True of Nabokov and true of the author of that sentence, Joseph Epstein, who writes of Speak, Memory, surely among the most beautiful and moving books (and titles) in the language. I thought immediately of another writer, this one notoriously cloddish and ham-fisted but undeniably powerful, one singled out for scorn by Nabokov and for praise by Epstein – Theodore Dreiser. I remember reading “The Mystery of Theodore Dreiser” in the November 1986 issue of The New Criterion, in which Epstein promptly addresses the infelicity of Dreiser’s prose. In his third sentence he writes that the author of Sister Carrie had “an aluminum ear (one down from tin), an unfailing penchant for the purple, an oafish wit, and the literary tact and lightness of touch of a rhinoceros.” He goes on and – be prepared -- his claim will offend aesthetes and the engagé alike: 

“He may not always have been able to write a careful sentence or a well-shaped paragraph, but this did not stand in the way of his turning out powerful novels. To put my cards on the table early in the game, let me say that Theodore Dreiser, in my opinion, is America’s greatest novelist.” 

I remember being shocked on first reading this (the essay is collected in Partial Payments: Essays on Writers and Their Lives, 1991). I had read most of Dreiser seriously and sympathetically in my teens, and later reread Sister Carrie, Jennie Gerhardt and An American Tragedy. But the prose increasingly got in the way. Years later, I knew a Henry James scholar who reread Sister Carrie and was embarrassed to admit how moving she found the book, in particular Hurstwood’s sad decline. I’m often tempted to return to that novel, but I suspect I’ve been spoiled by a taste for good prose.
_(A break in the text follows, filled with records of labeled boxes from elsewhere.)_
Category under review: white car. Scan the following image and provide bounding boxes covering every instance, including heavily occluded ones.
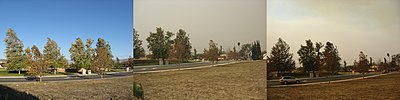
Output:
[279,76,301,84]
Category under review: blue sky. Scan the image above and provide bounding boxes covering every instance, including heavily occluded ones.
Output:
[0,0,133,59]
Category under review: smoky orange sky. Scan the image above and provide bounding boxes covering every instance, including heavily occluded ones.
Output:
[267,0,400,66]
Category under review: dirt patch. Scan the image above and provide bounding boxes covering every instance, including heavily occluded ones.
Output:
[135,61,266,100]
[268,73,400,100]
[4,61,266,100]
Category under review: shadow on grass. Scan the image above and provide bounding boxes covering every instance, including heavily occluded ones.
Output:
[0,85,39,100]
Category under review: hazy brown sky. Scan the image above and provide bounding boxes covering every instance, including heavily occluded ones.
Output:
[134,0,266,54]
[267,0,400,65]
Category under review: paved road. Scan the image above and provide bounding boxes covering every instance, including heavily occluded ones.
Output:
[0,61,230,83]
[268,74,377,87]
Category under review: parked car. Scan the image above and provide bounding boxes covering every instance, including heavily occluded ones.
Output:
[279,76,302,84]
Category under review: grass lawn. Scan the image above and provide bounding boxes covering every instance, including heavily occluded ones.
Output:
[267,73,400,100]
[0,61,266,100]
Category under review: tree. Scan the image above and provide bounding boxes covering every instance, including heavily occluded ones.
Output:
[251,40,262,60]
[193,48,199,59]
[322,42,341,75]
[297,39,323,77]
[84,39,95,68]
[229,47,239,60]
[239,44,252,59]
[356,51,369,74]
[169,29,192,62]
[28,45,49,82]
[43,38,66,74]
[4,28,26,74]
[204,40,219,63]
[133,29,145,59]
[114,57,122,69]
[69,38,88,69]
[91,38,113,78]
[146,27,174,62]
[267,38,295,73]
[392,54,400,70]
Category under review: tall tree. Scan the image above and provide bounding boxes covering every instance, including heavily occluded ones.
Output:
[169,29,192,62]
[193,48,198,59]
[146,27,174,61]
[43,38,66,74]
[297,39,322,77]
[229,47,239,60]
[267,38,295,73]
[69,37,88,69]
[28,45,49,82]
[133,29,145,59]
[322,42,341,75]
[204,40,219,63]
[114,57,122,69]
[84,39,95,68]
[239,44,252,59]
[356,51,369,74]
[4,28,26,74]
[91,38,113,77]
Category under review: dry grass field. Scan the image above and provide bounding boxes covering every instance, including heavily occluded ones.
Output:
[0,61,266,100]
[135,61,266,100]
[268,73,400,100]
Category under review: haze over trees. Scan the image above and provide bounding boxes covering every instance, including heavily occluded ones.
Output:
[170,29,192,62]
[146,27,174,62]
[297,39,323,77]
[355,51,370,74]
[267,38,295,73]
[133,29,145,59]
[239,44,252,59]
[4,28,26,74]
[90,38,114,78]
[203,40,219,63]
[322,42,340,75]
[251,40,262,60]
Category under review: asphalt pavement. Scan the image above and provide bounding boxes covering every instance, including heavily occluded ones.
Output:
[267,74,378,87]
[0,61,232,84]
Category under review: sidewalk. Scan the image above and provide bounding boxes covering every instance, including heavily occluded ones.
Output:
[0,71,125,79]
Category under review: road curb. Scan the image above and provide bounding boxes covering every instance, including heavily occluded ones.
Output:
[270,73,390,88]
[134,61,239,74]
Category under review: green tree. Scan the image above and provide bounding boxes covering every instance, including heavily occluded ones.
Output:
[297,39,323,77]
[69,38,88,69]
[229,47,239,60]
[239,44,252,59]
[114,57,122,69]
[83,39,95,68]
[204,40,219,63]
[267,38,295,73]
[43,38,66,74]
[322,42,341,75]
[146,27,174,62]
[251,40,262,60]
[193,48,199,59]
[4,28,26,74]
[356,51,369,74]
[91,38,114,78]
[28,45,49,82]
[170,29,192,62]
[133,29,145,59]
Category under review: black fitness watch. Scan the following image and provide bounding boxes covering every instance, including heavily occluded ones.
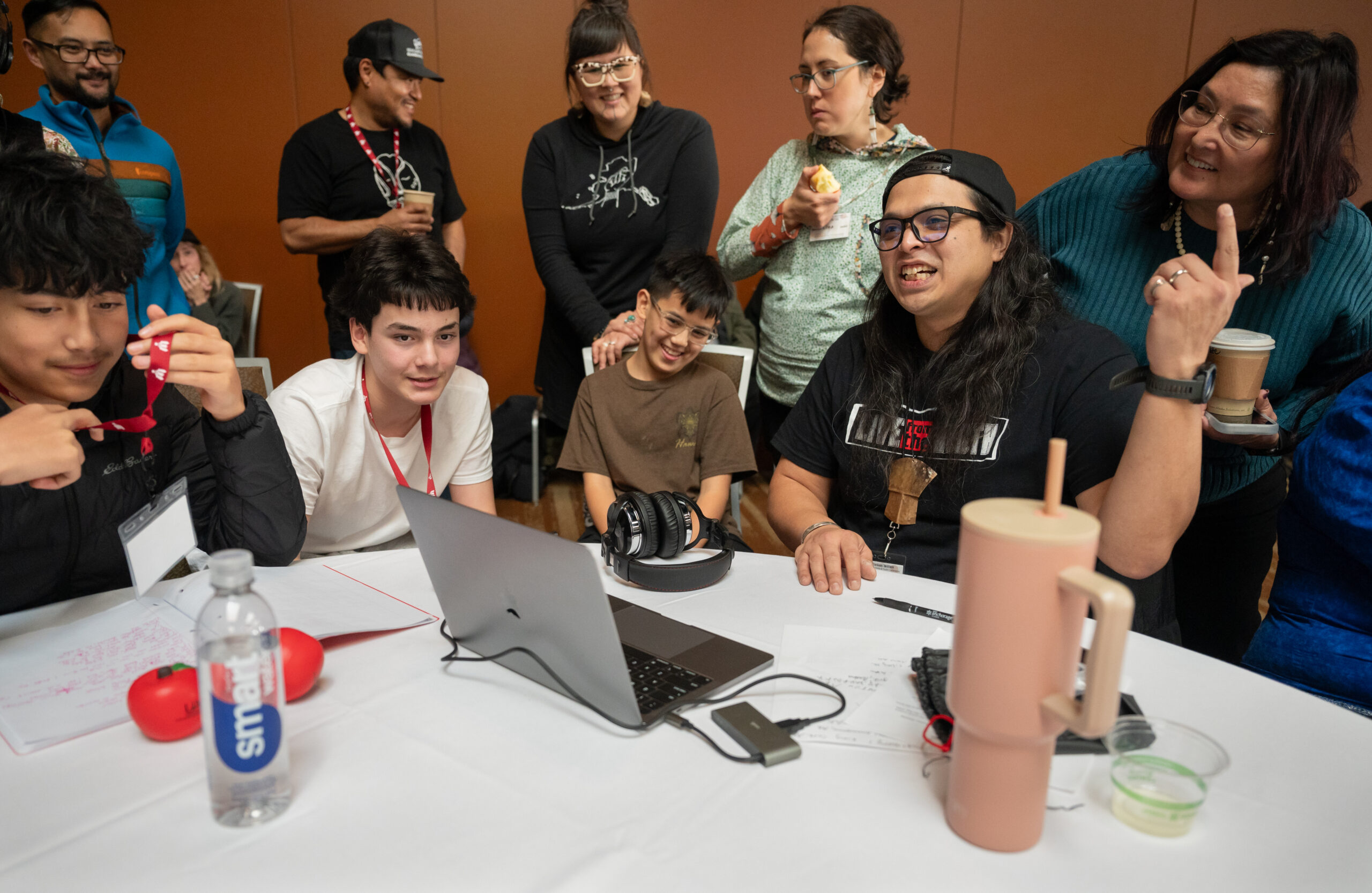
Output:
[1110,362,1214,403]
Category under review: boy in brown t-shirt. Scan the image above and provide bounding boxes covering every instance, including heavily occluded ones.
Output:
[558,251,756,549]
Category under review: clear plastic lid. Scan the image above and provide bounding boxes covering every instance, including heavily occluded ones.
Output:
[210,549,252,589]
[1210,329,1277,350]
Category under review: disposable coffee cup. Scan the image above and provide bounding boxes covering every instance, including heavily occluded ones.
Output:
[1207,329,1277,421]
[401,189,434,214]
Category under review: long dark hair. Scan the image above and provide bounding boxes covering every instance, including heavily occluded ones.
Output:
[1130,30,1360,282]
[801,5,909,123]
[563,0,649,103]
[857,188,1062,492]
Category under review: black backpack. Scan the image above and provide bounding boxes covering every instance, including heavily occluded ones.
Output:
[491,396,538,502]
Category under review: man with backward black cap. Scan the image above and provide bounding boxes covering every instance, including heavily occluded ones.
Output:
[276,19,475,359]
[767,149,1252,641]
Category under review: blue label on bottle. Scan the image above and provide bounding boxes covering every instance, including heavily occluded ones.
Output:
[211,656,281,772]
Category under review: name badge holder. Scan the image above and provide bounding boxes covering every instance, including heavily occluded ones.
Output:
[120,477,195,595]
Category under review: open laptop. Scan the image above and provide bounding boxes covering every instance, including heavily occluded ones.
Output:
[395,485,772,724]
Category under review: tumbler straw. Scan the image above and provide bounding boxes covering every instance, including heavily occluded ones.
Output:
[1043,438,1068,517]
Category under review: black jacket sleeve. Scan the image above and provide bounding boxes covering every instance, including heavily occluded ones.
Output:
[662,115,719,251]
[523,132,614,344]
[170,391,304,567]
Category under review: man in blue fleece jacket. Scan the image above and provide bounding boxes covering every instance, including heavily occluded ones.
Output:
[22,0,189,333]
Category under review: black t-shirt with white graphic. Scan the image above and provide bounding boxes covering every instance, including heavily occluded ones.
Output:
[276,110,466,311]
[772,316,1172,632]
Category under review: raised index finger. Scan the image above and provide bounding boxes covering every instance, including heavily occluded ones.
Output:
[1211,205,1239,282]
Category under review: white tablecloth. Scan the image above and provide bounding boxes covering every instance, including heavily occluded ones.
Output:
[0,551,1372,893]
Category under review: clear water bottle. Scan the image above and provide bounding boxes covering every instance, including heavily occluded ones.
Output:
[195,549,291,827]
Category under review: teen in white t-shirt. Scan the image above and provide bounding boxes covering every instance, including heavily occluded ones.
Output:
[267,229,495,554]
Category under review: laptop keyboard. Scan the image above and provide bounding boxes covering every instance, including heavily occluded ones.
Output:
[620,642,713,716]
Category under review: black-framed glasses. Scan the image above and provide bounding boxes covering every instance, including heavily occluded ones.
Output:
[791,59,871,93]
[572,56,639,86]
[29,37,125,64]
[647,298,718,344]
[867,205,987,251]
[1177,91,1276,152]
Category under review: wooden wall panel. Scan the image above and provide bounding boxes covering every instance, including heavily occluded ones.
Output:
[1188,0,1372,207]
[952,0,1191,205]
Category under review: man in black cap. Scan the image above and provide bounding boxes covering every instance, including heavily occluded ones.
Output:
[767,149,1252,641]
[276,19,471,359]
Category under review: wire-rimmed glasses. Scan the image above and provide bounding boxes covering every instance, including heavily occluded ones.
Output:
[649,298,718,344]
[867,205,987,251]
[789,59,871,93]
[572,56,639,86]
[29,37,125,64]
[1177,91,1276,151]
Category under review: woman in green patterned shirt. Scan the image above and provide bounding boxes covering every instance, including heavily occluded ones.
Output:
[718,5,933,458]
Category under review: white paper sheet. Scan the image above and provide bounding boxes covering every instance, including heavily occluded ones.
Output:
[148,564,438,639]
[0,601,195,753]
[771,624,928,752]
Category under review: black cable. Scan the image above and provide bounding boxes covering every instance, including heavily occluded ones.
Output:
[438,620,848,763]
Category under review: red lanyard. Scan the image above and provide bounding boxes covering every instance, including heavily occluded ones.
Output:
[0,335,172,455]
[362,362,438,497]
[343,106,401,198]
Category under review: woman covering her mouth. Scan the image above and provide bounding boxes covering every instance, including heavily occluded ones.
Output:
[718,5,933,473]
[1019,30,1372,663]
[524,0,724,429]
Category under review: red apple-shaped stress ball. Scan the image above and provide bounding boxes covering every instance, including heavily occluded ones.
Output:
[129,664,200,741]
[277,627,324,701]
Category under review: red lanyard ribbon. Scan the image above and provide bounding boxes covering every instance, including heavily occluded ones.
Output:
[343,106,401,198]
[362,365,438,497]
[0,335,172,455]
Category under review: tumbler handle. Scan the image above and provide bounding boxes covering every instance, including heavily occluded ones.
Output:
[1041,567,1134,738]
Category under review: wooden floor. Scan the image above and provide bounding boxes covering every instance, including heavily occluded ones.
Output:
[495,472,791,556]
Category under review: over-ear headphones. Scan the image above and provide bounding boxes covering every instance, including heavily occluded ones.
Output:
[0,0,14,74]
[601,490,734,592]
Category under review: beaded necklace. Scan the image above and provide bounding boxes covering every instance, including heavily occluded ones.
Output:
[1162,198,1281,286]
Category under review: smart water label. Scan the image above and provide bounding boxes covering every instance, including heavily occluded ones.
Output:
[120,477,195,595]
[809,211,853,242]
[210,647,281,772]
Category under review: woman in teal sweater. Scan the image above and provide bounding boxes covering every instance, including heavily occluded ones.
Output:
[1019,30,1372,663]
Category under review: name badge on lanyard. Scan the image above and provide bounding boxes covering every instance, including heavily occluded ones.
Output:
[809,211,853,242]
[362,366,438,497]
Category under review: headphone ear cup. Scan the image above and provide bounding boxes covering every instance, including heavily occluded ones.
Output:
[624,491,661,558]
[649,490,686,558]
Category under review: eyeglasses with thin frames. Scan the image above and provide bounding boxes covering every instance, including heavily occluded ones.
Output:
[789,59,871,93]
[572,56,639,86]
[647,298,718,344]
[29,37,125,64]
[868,205,987,251]
[1177,91,1276,152]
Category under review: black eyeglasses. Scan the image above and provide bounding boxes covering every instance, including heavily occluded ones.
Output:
[867,205,987,251]
[29,37,125,64]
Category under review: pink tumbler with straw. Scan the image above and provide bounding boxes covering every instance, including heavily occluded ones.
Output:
[944,438,1134,852]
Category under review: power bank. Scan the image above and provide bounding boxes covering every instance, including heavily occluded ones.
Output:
[710,701,800,766]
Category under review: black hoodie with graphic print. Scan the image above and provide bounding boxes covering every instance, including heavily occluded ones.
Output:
[523,101,719,428]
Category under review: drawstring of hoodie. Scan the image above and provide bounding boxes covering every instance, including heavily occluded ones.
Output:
[586,145,605,227]
[628,127,638,217]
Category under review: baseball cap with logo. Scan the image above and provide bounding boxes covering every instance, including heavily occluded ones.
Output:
[347,19,443,84]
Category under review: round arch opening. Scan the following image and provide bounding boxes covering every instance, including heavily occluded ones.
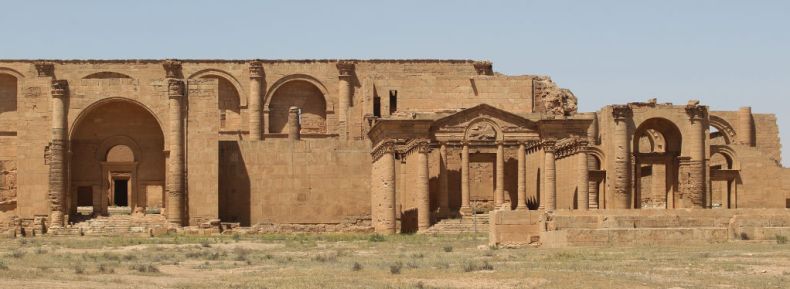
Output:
[67,99,165,216]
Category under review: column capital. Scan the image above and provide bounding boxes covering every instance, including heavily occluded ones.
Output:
[51,79,69,98]
[612,105,633,121]
[162,59,183,78]
[250,60,264,79]
[473,60,494,75]
[336,60,354,79]
[167,78,184,98]
[417,141,431,154]
[34,62,55,77]
[686,102,708,121]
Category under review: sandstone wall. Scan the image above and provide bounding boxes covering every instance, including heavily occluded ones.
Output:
[219,139,371,224]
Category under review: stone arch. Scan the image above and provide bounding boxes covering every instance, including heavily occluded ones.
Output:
[265,76,330,134]
[464,117,505,141]
[68,97,165,139]
[0,67,23,127]
[82,71,132,79]
[188,68,247,107]
[68,98,165,214]
[263,74,335,112]
[710,115,737,144]
[632,117,683,208]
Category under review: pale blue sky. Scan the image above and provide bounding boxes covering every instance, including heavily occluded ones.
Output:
[0,0,790,164]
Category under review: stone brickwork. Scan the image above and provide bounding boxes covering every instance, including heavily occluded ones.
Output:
[0,60,790,243]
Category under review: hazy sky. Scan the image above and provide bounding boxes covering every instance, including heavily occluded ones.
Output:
[0,0,790,164]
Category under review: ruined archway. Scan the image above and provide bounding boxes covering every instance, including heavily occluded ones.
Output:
[633,118,683,208]
[68,98,165,214]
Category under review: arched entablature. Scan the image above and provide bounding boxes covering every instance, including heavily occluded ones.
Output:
[710,115,737,144]
[0,66,25,82]
[464,117,505,142]
[587,147,606,170]
[68,97,167,139]
[188,68,247,107]
[96,135,142,161]
[263,74,335,113]
[82,71,132,79]
[710,145,741,170]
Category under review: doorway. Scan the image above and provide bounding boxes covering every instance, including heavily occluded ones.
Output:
[113,179,129,207]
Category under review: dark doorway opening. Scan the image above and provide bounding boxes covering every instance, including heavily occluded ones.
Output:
[113,180,129,207]
[77,186,93,207]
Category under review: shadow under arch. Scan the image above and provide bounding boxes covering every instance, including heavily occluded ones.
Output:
[631,117,683,208]
[68,97,165,140]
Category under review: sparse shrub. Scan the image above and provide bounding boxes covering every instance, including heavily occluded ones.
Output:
[98,263,115,274]
[390,261,403,275]
[351,262,362,272]
[464,261,494,272]
[9,250,25,259]
[71,263,85,274]
[368,234,386,242]
[131,264,159,273]
[313,253,337,263]
[200,239,211,248]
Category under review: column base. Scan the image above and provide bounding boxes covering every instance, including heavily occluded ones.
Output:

In the subsequent sentences, Epstein does his best to buck up my fortitude: 

“Herman Melville may have written the greatest single American novel, Henry James plumped deeper into the subtleties of human motivation, Mark Twain written more lyrically about this country, but Theodore Dreiser, that clod, bumbler, yokel, creep, wrote the novels that tell more in the way of elemental truth about American life and character, and tell it in a consistently persuasive and powerful manner, than those of any other American writer before or since his time.” 

How many readers or critics can you name who celebrate, with comparable enthusiasm, Nabokov and Dreiser? Epstein is a reader first, then a critic – an important distinction, I think. As a reader he is non-programmatic, non-systematic, without theory, guided by taste and experience. His reading sensibility is big, elastic and generous, without ever being wishy-washy. Consistency is not always a virtue. In Distant Intimacy: A Friendship in the Age of the Internet (2013), Epstein writes to Frederic Raphael: 

“Yet with his wretched prose, his stupid ideas, his entirely unappealing personality, Dreiser wrote some of the most powerful American novels going: partly because he was on to great themes – the hunger of the underdog, the struggle against the loaded dice of destiny, the drama of ambition – and partly because the sources of his literary power are so mysterious.”

1 comment:

Marly Youmans said...

I like it that he gives honor to mystery. One of my favorite essays is still Epstein's "What Yiddish Says."